Jack Bratich, "Public Secrecy/Immanent Security"

  • Bratich returns us to some of the keywords we discussed last week, including "spectacle," and encourages readers "to revise our conceptions of publicity, secrecy, and activist strategy." What revisions does he propose? What understandings of institutional secrecy does he insist we depart from? What understandings of secrecy should we instead adopt or embrace?

Recordings for this Entry

Please note that the recording above is supplementary. It covers some of the same topics discussed below, but there is no exact parity between this entry and the recorded lecture.

Securitarian Institutions

Securitarian institutions are those which employ techniques of secrecy and surveillance in the name of greater generalized security; that is, in the name of an ambiguously defined sense of safety which itself may not be disclosable to a wider public. Often, institutional justifications for greater secrecy and surveillance promote notions of exceptionalism (i.e., the superiority of one mode of governance or economic system over all others) and pre-emptive violence (i.e., the rationalization of doing harm to 'others' in the name of preventing violence to 'ourselves'). Consider, for example, the many ways that security institutions are celebrated in films and television as necessary to a collective sense of safety even as they depict these same institutions engaging in acts of profound environmental, social, and infrastructural devastation. Security institutions' representations of themselves are simultaneously sublime (enormous, magnificent, and terrifying to behold) and remind the viewer of an imminent threat against which the institution is the only protection.

This clip, from the 2012 James Bond film "Skyfall," depicts an explosive cyberattack upon England's famous intelligence gathering institution, MI-6.

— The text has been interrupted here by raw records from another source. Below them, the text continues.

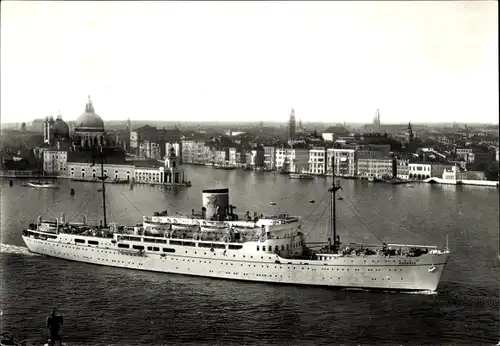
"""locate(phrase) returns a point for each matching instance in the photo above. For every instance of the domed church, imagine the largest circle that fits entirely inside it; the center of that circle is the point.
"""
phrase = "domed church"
(89, 129)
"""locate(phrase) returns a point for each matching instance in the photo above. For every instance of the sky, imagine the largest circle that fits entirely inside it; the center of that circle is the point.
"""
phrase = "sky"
(332, 61)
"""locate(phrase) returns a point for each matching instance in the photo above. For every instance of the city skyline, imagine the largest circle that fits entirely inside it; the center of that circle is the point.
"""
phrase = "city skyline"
(331, 62)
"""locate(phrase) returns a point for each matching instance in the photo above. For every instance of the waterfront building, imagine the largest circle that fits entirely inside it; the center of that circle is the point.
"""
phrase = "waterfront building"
(89, 130)
(153, 173)
(292, 160)
(333, 132)
(220, 156)
(317, 160)
(55, 162)
(269, 157)
(149, 142)
(91, 172)
(380, 168)
(402, 169)
(176, 147)
(466, 154)
(419, 171)
(437, 169)
(257, 157)
(291, 125)
(195, 151)
(345, 162)
(36, 125)
(454, 173)
(232, 157)
(56, 133)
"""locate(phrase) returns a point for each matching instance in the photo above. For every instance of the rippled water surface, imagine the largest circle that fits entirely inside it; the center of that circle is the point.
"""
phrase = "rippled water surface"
(112, 306)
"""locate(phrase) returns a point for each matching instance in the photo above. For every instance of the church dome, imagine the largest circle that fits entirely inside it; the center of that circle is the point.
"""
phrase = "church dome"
(61, 129)
(89, 119)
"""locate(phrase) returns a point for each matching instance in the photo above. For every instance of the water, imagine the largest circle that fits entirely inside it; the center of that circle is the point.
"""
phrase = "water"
(112, 306)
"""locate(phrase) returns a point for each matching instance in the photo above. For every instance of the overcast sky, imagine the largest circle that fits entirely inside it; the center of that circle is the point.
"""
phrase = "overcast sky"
(330, 61)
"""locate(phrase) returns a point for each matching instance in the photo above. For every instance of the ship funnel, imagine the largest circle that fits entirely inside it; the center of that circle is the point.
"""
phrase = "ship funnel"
(216, 202)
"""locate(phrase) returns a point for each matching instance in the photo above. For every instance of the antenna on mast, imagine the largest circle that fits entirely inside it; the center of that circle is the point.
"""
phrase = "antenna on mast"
(102, 178)
(333, 190)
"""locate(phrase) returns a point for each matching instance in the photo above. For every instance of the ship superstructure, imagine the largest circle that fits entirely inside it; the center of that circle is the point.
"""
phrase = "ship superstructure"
(218, 243)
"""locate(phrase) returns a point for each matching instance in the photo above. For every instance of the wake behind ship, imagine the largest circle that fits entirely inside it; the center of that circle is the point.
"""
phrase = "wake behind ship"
(217, 243)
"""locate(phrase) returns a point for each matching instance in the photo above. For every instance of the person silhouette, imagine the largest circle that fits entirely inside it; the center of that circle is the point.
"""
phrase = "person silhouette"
(54, 323)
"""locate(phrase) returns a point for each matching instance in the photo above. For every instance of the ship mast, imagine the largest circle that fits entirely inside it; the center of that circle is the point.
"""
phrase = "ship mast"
(333, 190)
(102, 178)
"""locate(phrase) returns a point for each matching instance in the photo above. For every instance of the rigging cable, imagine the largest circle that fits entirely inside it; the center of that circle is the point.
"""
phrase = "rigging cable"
(78, 207)
(91, 199)
(316, 223)
(132, 204)
(357, 214)
(364, 223)
(321, 216)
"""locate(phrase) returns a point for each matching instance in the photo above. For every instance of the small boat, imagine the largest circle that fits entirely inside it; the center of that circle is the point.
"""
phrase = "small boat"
(42, 184)
(301, 176)
(181, 227)
(214, 228)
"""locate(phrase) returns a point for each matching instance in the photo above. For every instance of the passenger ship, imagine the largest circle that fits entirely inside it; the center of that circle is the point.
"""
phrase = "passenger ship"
(216, 243)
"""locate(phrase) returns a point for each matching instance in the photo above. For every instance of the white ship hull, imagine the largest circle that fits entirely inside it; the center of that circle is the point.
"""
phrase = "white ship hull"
(369, 272)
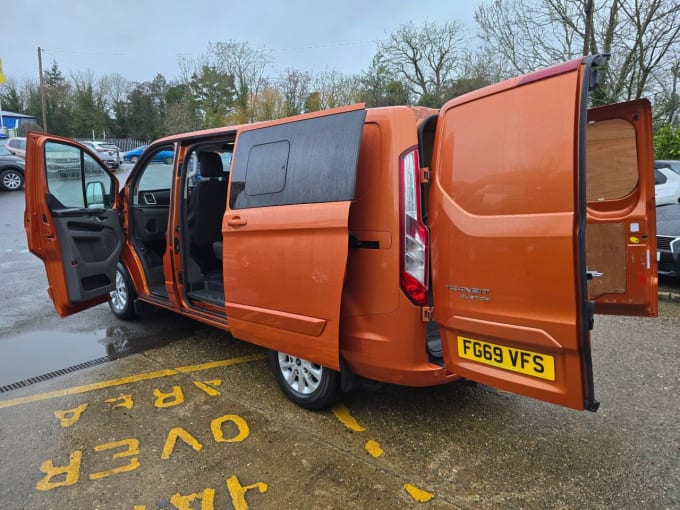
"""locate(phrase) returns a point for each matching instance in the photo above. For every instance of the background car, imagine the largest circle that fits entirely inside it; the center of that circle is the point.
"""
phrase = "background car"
(134, 155)
(107, 152)
(666, 185)
(11, 170)
(668, 239)
(17, 146)
(673, 164)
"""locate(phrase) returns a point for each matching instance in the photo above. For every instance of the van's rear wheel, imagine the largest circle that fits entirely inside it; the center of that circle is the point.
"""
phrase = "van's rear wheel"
(308, 384)
(123, 297)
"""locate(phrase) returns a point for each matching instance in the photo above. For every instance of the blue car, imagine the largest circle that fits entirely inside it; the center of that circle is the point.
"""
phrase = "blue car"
(162, 156)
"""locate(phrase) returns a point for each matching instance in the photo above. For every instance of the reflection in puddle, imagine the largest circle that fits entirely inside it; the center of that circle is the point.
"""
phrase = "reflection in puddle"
(40, 352)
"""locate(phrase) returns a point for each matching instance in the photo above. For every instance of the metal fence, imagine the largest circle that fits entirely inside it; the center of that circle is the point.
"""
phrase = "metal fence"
(124, 144)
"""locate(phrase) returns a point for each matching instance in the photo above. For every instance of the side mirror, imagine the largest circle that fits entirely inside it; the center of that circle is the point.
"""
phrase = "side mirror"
(94, 194)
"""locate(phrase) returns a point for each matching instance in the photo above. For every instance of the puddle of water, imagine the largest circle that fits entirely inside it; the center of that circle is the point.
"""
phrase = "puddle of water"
(39, 352)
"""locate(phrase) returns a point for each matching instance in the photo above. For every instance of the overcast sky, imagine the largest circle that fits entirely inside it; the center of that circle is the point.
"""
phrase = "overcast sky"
(141, 38)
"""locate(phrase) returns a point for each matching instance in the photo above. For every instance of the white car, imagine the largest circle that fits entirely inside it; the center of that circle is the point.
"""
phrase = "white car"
(666, 185)
(108, 152)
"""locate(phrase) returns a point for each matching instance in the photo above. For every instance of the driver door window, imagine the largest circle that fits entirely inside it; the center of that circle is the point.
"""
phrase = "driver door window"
(71, 171)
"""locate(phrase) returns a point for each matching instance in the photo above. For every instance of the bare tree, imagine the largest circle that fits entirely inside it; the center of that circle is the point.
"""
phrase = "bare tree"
(426, 58)
(294, 87)
(247, 66)
(642, 38)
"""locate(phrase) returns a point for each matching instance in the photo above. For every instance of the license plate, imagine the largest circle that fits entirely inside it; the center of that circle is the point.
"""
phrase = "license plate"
(508, 358)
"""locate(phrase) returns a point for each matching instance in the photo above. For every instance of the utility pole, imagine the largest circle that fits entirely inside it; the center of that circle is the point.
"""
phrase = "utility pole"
(589, 27)
(42, 90)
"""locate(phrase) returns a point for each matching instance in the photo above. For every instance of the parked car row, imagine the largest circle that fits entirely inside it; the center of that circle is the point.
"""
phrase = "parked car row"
(161, 156)
(12, 169)
(667, 191)
(109, 153)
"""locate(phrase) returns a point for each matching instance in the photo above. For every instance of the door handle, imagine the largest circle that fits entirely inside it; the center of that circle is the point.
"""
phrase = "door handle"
(237, 221)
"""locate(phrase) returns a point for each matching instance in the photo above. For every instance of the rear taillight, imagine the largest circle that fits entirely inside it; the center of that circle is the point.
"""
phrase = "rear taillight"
(415, 237)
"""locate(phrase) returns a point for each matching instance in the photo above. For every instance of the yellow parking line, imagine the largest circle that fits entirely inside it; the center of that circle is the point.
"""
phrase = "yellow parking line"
(129, 379)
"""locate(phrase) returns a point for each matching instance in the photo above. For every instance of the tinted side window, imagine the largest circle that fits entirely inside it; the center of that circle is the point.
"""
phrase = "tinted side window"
(267, 168)
(69, 171)
(307, 161)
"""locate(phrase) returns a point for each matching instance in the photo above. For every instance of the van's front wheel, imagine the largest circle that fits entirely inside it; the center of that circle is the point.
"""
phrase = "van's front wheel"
(309, 385)
(122, 298)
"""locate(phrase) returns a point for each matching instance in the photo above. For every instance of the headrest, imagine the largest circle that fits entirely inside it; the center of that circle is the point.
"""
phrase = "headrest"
(210, 164)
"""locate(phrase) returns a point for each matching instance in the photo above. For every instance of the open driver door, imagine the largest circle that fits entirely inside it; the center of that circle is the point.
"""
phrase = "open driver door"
(529, 234)
(71, 221)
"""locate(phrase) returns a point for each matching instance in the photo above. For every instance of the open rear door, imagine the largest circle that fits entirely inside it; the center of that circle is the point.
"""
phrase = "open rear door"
(286, 232)
(508, 229)
(71, 221)
(621, 231)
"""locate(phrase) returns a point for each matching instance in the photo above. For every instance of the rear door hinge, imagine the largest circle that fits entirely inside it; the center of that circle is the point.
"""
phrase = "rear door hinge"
(426, 313)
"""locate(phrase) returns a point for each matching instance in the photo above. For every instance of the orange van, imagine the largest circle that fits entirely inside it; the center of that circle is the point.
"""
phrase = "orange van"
(402, 244)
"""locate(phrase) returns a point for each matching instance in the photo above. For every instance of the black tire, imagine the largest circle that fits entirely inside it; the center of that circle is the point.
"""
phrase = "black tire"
(122, 302)
(11, 179)
(307, 384)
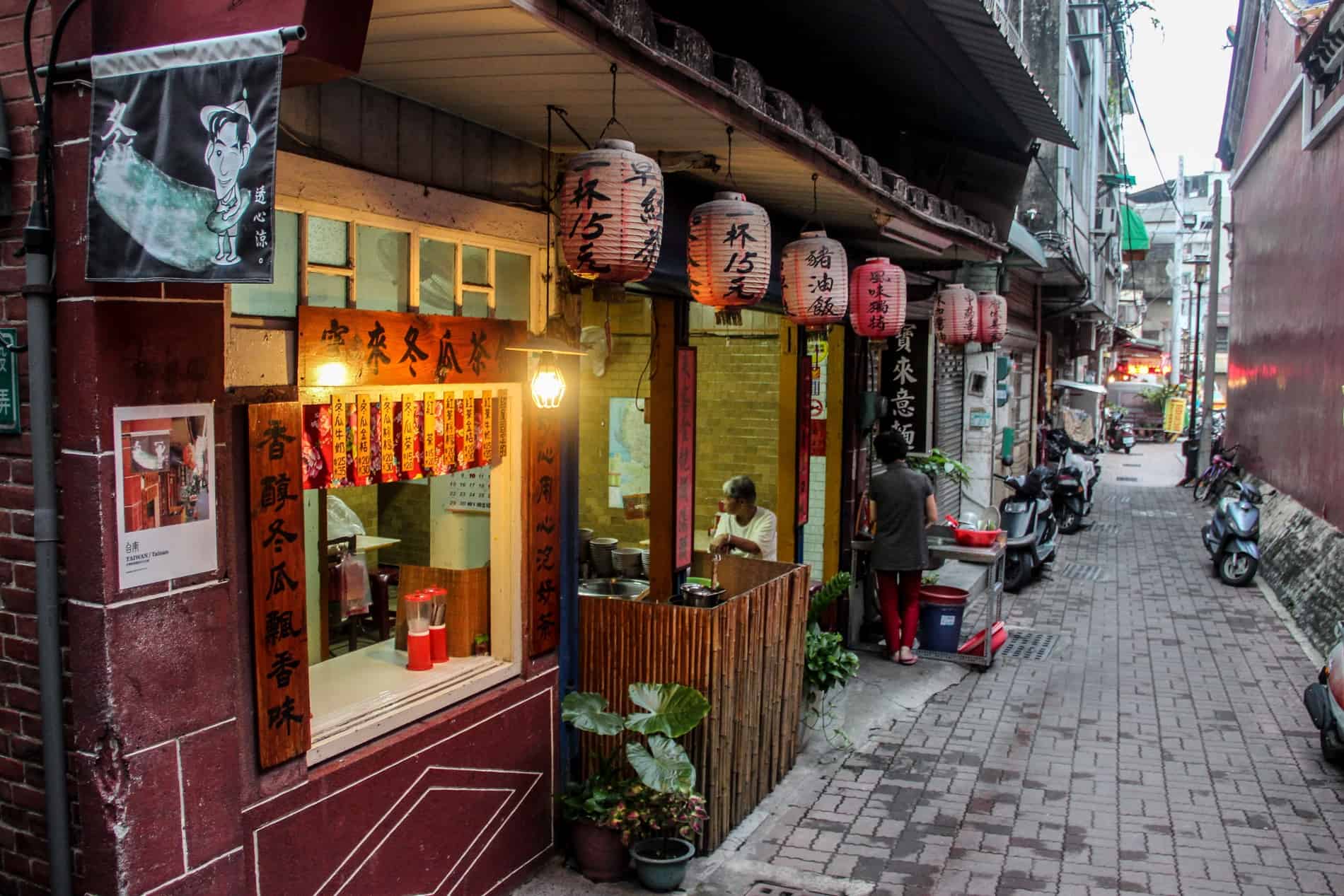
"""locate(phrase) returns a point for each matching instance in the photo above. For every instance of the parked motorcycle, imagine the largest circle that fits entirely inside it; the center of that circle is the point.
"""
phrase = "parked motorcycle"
(1030, 525)
(1324, 700)
(1230, 537)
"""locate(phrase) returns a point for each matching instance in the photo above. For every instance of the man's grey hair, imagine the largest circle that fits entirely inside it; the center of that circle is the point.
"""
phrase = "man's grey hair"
(739, 488)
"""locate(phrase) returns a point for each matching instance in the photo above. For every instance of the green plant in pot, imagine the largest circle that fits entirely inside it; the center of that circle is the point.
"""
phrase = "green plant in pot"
(658, 813)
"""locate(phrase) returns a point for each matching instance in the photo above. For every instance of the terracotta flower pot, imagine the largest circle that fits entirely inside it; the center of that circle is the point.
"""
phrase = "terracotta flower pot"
(598, 852)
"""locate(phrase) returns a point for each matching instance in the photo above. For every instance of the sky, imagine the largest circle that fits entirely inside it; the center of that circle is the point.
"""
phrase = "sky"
(1181, 77)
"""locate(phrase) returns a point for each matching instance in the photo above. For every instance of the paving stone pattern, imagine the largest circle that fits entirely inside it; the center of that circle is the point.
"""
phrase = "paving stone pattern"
(1161, 748)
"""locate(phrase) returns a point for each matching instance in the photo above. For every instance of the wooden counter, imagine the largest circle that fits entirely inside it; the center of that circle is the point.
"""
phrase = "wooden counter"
(745, 656)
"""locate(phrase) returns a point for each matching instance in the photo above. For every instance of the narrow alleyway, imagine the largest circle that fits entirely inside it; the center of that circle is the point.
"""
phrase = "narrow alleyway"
(1159, 747)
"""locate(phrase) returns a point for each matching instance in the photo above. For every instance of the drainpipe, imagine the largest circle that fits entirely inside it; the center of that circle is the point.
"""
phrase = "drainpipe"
(38, 294)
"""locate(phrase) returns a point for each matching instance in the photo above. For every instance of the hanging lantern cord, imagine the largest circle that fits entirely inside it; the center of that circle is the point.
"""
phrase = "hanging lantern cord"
(613, 120)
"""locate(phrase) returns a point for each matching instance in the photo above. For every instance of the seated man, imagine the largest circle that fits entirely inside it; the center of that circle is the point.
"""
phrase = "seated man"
(745, 528)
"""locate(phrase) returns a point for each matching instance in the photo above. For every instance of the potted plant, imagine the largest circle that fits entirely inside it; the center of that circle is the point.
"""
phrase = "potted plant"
(659, 812)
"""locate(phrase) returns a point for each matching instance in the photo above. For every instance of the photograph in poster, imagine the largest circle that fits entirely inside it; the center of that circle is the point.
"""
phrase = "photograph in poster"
(166, 496)
(182, 161)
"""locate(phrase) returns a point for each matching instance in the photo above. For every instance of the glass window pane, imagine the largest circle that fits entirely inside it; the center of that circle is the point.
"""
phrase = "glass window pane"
(439, 272)
(512, 294)
(327, 291)
(476, 267)
(282, 297)
(327, 242)
(475, 304)
(382, 269)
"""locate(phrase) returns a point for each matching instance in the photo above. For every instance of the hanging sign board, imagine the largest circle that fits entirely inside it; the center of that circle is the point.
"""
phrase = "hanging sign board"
(10, 398)
(347, 347)
(182, 161)
(280, 634)
(166, 492)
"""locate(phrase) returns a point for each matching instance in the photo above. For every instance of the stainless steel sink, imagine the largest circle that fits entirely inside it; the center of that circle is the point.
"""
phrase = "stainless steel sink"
(620, 588)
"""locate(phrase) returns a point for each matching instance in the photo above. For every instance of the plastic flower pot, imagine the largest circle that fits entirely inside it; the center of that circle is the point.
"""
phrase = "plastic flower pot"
(660, 863)
(600, 854)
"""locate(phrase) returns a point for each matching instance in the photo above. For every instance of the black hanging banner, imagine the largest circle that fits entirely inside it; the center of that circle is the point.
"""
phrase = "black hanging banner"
(182, 161)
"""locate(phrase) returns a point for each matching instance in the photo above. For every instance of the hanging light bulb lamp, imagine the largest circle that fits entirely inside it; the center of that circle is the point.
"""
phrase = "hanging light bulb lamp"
(956, 315)
(727, 254)
(815, 277)
(612, 210)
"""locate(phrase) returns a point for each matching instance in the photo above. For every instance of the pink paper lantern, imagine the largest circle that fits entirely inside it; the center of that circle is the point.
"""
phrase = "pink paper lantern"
(956, 315)
(815, 280)
(612, 213)
(992, 318)
(727, 255)
(876, 298)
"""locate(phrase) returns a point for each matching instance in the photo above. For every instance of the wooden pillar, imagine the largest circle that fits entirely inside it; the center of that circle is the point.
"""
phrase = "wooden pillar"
(670, 322)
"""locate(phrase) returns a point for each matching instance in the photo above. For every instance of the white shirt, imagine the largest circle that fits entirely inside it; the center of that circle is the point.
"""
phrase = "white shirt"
(761, 528)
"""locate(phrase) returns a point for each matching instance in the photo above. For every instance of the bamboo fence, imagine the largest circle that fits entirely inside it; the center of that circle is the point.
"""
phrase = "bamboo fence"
(745, 656)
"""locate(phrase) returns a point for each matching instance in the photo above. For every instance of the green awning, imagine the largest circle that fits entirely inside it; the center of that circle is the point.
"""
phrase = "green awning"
(1133, 233)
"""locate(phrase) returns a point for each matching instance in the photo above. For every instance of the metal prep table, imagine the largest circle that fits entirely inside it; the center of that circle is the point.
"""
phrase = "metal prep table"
(942, 547)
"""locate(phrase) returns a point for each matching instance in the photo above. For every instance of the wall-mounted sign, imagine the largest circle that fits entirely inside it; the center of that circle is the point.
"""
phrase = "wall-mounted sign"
(349, 347)
(182, 163)
(166, 492)
(10, 397)
(280, 632)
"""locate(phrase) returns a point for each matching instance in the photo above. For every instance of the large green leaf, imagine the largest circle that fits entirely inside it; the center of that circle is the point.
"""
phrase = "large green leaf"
(588, 712)
(672, 709)
(663, 766)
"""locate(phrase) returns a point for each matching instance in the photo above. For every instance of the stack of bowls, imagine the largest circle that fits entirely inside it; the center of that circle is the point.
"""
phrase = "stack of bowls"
(627, 562)
(601, 552)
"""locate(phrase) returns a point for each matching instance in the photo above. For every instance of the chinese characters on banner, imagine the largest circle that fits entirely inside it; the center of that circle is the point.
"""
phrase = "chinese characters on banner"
(908, 383)
(349, 347)
(280, 636)
(685, 457)
(543, 528)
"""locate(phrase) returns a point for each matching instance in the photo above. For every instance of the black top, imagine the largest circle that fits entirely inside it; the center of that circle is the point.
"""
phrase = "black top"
(900, 543)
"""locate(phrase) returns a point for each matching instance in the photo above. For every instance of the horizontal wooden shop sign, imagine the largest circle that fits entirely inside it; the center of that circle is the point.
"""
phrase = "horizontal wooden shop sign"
(349, 347)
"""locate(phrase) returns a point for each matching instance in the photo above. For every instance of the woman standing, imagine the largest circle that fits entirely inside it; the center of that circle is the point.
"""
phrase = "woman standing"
(903, 506)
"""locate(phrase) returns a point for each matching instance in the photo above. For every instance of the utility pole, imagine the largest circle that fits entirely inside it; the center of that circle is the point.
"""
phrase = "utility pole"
(1211, 330)
(1178, 270)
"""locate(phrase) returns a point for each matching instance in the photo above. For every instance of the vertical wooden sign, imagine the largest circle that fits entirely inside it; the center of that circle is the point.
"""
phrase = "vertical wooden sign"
(685, 457)
(280, 639)
(542, 465)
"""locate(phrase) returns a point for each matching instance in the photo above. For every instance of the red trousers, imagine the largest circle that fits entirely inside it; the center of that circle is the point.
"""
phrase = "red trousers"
(898, 593)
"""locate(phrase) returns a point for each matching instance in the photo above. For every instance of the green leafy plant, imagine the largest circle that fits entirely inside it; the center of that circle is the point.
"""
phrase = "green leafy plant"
(660, 800)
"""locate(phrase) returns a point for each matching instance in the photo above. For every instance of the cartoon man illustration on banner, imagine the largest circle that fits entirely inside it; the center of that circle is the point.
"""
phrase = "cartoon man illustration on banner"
(228, 144)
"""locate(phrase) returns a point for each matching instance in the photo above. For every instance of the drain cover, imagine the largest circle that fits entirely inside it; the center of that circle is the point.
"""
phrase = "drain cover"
(1024, 644)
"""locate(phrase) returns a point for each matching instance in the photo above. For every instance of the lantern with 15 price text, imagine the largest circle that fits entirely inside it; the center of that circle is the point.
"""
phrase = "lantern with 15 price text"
(815, 280)
(612, 213)
(878, 298)
(727, 255)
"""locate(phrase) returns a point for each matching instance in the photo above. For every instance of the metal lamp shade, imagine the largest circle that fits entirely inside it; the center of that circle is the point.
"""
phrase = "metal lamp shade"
(727, 258)
(612, 214)
(878, 298)
(815, 280)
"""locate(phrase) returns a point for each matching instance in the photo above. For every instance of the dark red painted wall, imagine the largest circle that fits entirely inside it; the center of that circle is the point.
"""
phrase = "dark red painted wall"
(1285, 368)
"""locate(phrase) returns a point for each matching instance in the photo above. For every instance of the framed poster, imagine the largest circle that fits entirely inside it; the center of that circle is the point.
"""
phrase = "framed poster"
(166, 492)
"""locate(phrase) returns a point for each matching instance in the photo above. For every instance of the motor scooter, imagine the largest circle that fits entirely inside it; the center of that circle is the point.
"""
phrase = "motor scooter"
(1324, 700)
(1230, 537)
(1029, 524)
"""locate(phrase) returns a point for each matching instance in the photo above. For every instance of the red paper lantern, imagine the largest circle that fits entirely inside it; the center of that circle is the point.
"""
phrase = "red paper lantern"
(727, 255)
(956, 315)
(992, 318)
(878, 298)
(612, 213)
(815, 279)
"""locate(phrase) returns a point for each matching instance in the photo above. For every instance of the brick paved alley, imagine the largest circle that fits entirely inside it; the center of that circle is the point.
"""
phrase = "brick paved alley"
(1161, 747)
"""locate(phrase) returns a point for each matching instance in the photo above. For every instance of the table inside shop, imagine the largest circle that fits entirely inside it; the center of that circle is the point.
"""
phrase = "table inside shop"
(942, 546)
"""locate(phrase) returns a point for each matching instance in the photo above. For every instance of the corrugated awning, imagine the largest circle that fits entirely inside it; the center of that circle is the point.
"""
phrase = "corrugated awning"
(980, 28)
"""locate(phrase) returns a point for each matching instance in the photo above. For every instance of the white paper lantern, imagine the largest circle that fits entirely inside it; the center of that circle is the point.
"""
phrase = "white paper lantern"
(815, 280)
(727, 255)
(612, 213)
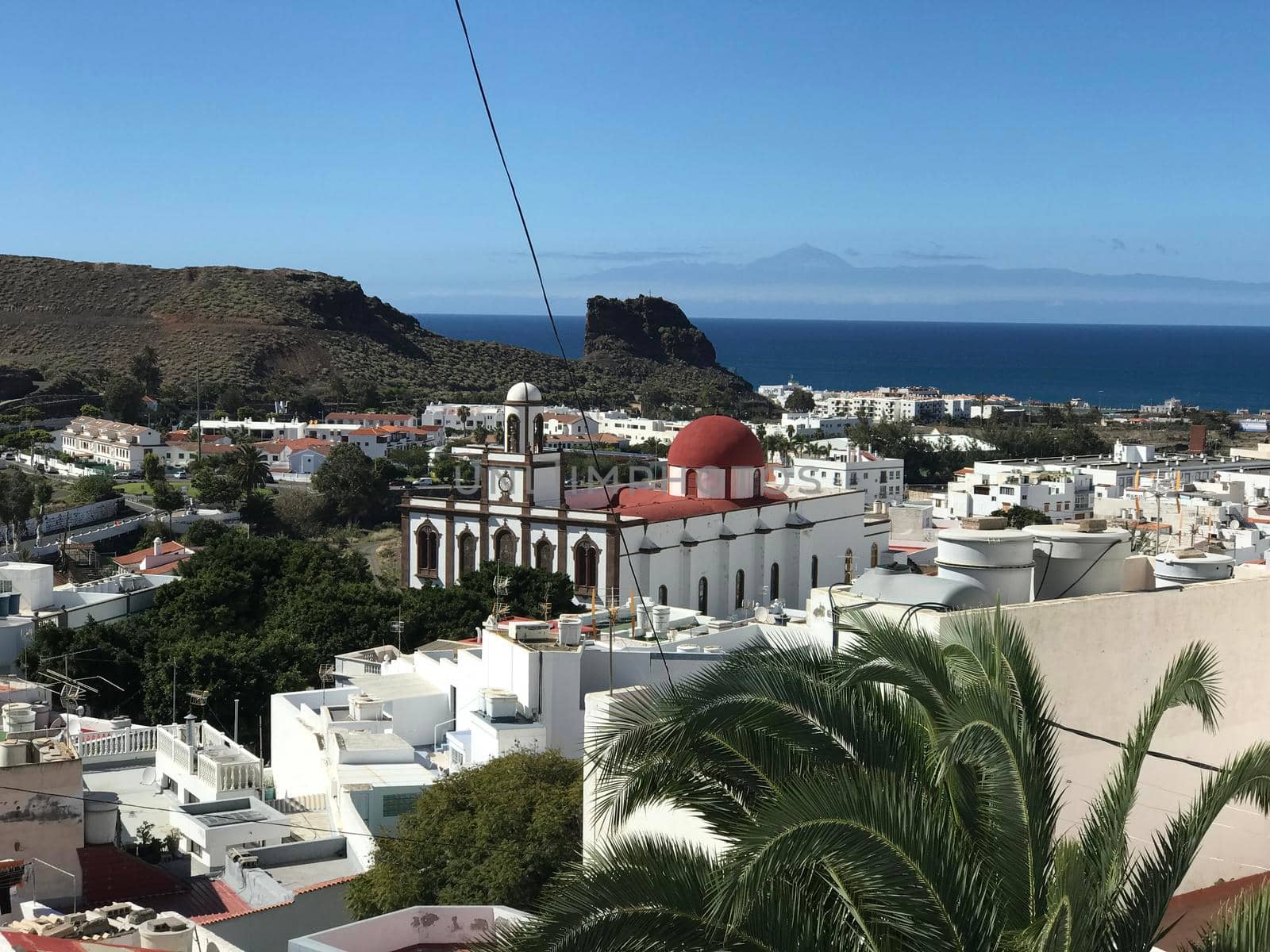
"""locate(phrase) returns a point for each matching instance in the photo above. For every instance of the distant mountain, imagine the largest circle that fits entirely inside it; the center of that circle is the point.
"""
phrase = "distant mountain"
(808, 274)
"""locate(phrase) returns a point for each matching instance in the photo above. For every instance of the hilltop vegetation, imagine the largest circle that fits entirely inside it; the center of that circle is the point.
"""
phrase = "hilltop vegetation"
(276, 333)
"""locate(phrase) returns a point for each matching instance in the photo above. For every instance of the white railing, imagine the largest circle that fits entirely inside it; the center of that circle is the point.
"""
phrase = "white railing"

The increasing influence of securitarian institutions has also given rise to what historian Michel Foucault calls the "society of security," in which security displaces democratic governance as the primary reason for and function of government. Instead of a representative system of government, the ability to have a representative form of government is made contingent upon security institutions secretly observed interests. According to David Campbell in Writing Security: United States Foreign Policy and the Politics of Identity, the transformation of the United States into a "society of security" was highly visible during the transition from Harry Truman's World War II-era rhetoric into Dwight Eisenhower's messaging in the early years of the Cold War:

In this understanding, the state is neither a monolith that exercises power over an independent social domain, nor a settled identity that simply responds to external stimuli. Instead, the state and the social are made possible by "multiple regimes of governmentality," which employ a rationality of security that calculates the possible and the probable, and simultaneously individualizes and totalizes, asking for both the citizen and the state what it means to be governed. In this context, by replacing a concern for "the democratic processes which are the heart and sinew of the United States" (the rationale of the Truman program) with "the interests of the national security," the Eisenhower program constituted in a different way the object it purported to defend. By diminishing (though not eradicating) the classical [small-r] republican notion of the role of the citizen in a democratic polity, and substituting for it an abstracted and reified notion of "the interests of the national security," Eisenhower both extended the domain of the state's interest and increased the intensiveness of its concern. (p.152)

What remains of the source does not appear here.